Assess the efficacy of several subcutaneous doses of nemolizumab in moderate-to-severe atopic dermatitis (AD) subjects with severe pruritus receiving TCS, who were not adequately controlled with topical treatments.
The aim of the study is to assess the efficacy of several subcutaneous doses of nemolizumab in moderate-to-severe atopic dermatitis (AD) subjects with severe pruritus receiving topical corticosteroids, who were not adequately controlled with topical treatments.
Study Type
INTERVENTIONAL
Allocation
RANDOMIZED
Purpose
TREATMENT
Masking
QUADRUPLE
Enrollment
226
Injection every 4 weeks during 24 weeks (last injection at week 20)

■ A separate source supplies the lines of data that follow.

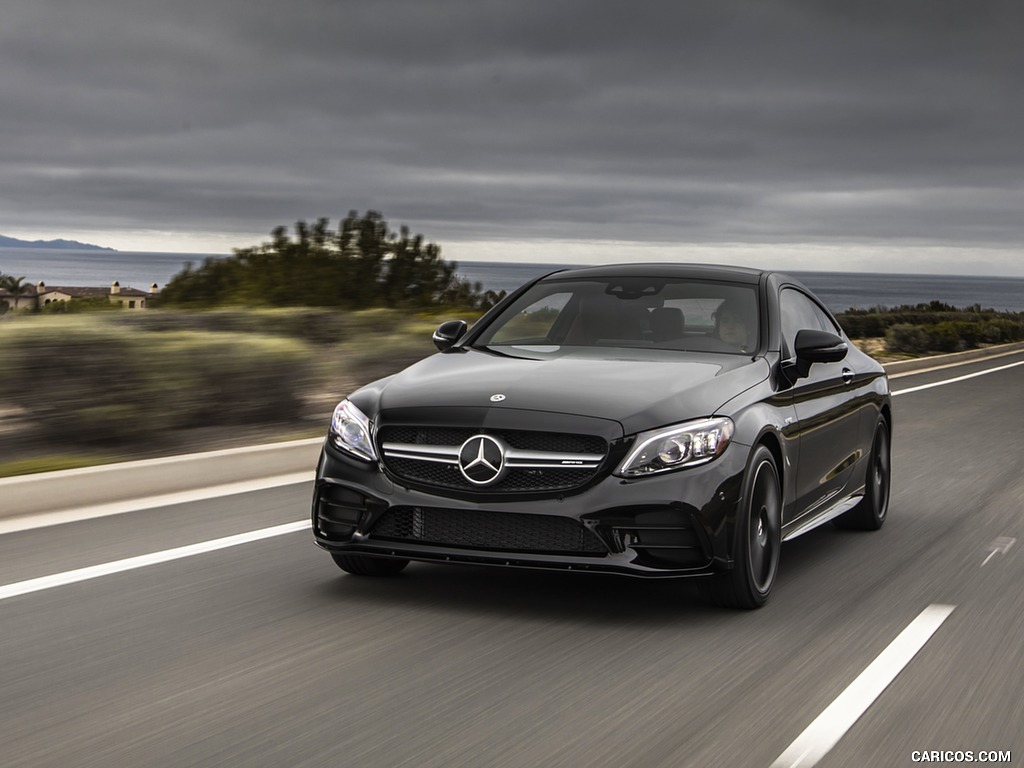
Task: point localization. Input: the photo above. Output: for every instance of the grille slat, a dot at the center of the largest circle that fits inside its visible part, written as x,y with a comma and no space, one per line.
534,479
497,531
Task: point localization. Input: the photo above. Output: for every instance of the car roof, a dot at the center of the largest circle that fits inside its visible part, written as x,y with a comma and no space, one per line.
664,269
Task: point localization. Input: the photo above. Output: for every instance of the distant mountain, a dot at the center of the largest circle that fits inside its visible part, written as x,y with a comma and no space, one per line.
68,245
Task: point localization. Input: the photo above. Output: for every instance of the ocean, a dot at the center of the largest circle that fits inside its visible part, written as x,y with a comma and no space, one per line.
840,291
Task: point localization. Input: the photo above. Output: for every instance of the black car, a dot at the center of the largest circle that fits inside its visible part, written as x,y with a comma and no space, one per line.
651,420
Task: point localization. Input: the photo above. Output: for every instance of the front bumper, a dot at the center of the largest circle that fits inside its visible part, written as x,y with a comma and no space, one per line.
674,524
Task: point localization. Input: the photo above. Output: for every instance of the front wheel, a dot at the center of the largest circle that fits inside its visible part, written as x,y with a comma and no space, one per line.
759,526
369,565
870,512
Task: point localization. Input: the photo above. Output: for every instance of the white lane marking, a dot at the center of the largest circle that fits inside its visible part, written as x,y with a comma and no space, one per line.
957,364
829,726
43,519
130,563
958,378
999,547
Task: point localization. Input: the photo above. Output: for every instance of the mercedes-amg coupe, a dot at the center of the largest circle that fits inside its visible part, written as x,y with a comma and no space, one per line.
649,420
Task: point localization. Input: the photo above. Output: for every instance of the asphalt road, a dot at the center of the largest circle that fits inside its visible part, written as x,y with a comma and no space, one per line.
265,654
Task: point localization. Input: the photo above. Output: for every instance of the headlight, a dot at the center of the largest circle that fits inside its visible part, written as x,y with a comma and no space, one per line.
350,431
674,448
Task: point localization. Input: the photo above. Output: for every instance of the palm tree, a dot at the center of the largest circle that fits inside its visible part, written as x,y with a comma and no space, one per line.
14,286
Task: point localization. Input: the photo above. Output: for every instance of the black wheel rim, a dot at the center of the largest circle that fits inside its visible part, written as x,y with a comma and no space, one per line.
764,526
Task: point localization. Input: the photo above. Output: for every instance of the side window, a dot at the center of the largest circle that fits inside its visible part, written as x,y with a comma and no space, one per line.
800,312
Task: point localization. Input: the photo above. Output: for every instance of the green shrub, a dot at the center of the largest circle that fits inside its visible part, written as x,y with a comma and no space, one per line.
907,338
86,381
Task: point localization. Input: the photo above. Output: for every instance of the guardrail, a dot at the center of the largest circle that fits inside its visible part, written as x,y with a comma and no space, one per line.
71,488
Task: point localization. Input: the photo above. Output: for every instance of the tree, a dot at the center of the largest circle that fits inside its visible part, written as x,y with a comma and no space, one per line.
14,286
364,264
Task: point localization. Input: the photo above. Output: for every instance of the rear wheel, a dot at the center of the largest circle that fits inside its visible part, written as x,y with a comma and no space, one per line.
369,565
869,514
759,526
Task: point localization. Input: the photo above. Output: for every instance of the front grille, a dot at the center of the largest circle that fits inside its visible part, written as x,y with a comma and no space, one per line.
498,531
445,474
555,442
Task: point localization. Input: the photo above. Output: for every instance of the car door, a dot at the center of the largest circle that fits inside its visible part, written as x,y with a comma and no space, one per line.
828,422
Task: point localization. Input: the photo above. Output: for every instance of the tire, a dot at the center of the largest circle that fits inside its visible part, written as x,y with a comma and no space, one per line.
369,565
870,513
759,539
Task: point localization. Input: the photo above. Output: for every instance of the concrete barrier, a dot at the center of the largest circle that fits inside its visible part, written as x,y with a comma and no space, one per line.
50,492
953,358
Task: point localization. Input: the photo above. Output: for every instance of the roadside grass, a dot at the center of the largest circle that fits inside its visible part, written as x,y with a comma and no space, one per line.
53,463
80,390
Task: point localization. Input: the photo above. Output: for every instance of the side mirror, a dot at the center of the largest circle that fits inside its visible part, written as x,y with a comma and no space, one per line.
816,346
820,346
449,333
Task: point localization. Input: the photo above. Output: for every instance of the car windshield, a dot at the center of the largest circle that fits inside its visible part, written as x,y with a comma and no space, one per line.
666,313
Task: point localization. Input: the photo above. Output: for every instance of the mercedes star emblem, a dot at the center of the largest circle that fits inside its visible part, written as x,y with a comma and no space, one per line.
481,460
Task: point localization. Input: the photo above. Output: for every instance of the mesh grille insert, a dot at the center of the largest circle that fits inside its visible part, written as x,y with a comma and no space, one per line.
500,531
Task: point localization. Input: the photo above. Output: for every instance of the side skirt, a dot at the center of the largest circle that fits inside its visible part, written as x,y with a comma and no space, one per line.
802,525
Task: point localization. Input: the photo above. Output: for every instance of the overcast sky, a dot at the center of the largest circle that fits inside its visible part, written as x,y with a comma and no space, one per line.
799,134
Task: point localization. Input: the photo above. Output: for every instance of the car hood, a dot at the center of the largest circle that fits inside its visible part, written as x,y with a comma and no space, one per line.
640,389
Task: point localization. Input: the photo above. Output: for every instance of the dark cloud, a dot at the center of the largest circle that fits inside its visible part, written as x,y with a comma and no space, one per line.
699,122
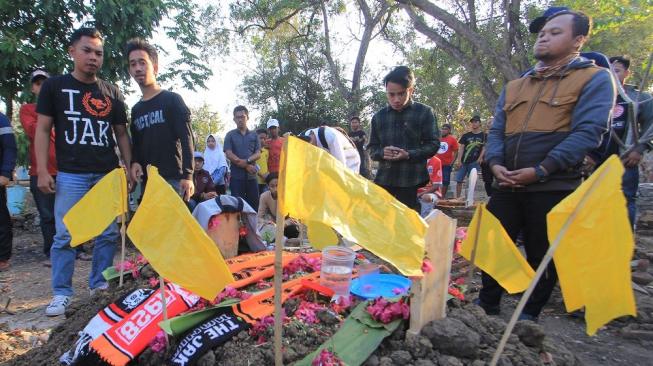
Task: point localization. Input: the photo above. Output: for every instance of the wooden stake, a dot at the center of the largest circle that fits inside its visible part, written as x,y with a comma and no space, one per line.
123,221
278,273
542,267
122,248
429,294
472,258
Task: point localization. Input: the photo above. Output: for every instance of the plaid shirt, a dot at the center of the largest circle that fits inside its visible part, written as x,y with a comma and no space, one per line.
415,130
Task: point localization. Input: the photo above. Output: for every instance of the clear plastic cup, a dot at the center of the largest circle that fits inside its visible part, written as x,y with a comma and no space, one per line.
337,264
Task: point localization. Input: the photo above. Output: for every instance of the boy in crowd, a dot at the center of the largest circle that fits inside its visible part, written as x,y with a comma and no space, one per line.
160,127
262,163
471,145
448,153
44,202
243,149
86,113
8,153
204,187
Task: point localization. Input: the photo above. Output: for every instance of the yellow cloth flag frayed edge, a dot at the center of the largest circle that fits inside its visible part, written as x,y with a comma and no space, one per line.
593,258
496,254
98,208
174,243
317,188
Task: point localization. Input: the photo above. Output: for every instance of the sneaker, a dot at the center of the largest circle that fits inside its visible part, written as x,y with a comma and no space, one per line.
528,317
489,309
99,289
57,305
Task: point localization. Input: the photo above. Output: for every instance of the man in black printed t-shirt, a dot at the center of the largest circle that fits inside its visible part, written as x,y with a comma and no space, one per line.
161,131
86,113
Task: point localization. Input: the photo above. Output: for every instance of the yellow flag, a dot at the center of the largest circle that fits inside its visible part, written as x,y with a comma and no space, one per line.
319,189
496,254
98,208
174,243
593,259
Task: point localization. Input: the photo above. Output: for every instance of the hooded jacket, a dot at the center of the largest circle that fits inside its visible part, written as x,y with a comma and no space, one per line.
553,122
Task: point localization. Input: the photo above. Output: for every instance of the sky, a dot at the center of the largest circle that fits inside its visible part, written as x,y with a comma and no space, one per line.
223,90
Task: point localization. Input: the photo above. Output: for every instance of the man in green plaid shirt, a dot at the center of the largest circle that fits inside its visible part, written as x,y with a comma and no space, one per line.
403,137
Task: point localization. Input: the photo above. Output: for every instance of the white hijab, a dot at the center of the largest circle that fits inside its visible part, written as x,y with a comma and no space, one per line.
214,158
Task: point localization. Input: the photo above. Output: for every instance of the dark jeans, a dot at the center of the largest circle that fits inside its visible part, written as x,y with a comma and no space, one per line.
6,235
525,212
405,195
488,178
45,205
630,184
246,189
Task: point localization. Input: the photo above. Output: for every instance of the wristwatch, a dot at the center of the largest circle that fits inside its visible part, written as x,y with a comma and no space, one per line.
541,174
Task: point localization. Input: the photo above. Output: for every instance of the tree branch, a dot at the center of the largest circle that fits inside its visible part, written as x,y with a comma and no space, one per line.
469,62
501,62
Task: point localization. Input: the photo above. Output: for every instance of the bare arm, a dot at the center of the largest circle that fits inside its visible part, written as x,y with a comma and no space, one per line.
123,143
41,147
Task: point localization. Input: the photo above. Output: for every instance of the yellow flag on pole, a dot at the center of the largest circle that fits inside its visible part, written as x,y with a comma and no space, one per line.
320,190
593,257
495,253
98,208
174,243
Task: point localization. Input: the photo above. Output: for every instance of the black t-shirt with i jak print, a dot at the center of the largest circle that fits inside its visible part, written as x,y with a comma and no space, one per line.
162,135
82,116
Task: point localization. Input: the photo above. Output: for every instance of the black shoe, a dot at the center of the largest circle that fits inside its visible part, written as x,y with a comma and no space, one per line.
524,316
489,309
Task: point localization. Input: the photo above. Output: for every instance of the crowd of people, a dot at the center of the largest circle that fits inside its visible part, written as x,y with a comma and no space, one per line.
559,114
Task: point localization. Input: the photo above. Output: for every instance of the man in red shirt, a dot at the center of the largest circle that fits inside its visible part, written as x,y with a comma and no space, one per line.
274,146
428,195
447,154
44,201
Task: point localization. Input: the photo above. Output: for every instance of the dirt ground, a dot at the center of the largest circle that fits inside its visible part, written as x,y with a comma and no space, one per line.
27,283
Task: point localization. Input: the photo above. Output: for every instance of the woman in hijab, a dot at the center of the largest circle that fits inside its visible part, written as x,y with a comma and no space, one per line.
215,163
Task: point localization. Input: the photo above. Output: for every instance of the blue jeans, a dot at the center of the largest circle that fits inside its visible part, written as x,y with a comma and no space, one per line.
630,184
465,169
246,189
45,205
70,188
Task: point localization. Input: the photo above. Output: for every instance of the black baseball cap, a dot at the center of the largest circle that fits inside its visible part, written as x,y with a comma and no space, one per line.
538,23
38,74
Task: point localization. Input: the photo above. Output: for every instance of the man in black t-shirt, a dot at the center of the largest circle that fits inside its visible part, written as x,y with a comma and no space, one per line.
86,113
471,145
161,130
358,136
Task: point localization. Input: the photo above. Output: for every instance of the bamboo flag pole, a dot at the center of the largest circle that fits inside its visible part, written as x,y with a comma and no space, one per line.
164,303
278,273
472,257
122,248
542,267
123,219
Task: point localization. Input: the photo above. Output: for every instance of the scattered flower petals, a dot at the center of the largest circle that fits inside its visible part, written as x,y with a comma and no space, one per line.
327,358
159,343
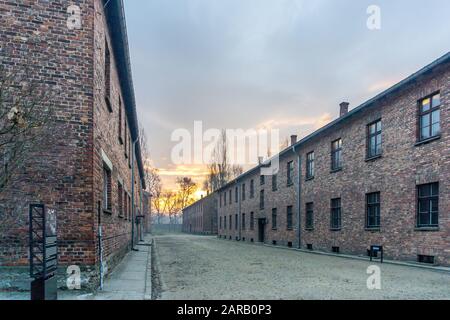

Injection every 4 weeks during 24 weeks (last injection at week 20)
Percent Change From Baseline in Eczema Area and Severity Index (EASI) at Week 24
EASI is a composite score ranging from 0 to 72.The severity of erythema, induration/papulation, excoriation, and lichenification was assessed on a scale of 0 (absent) to 3 (severe) for each of the 4 body areas: head/neck, trunk, upper limbs, and lower limbs, with half points allowed. Higher scores indicate worse outcome.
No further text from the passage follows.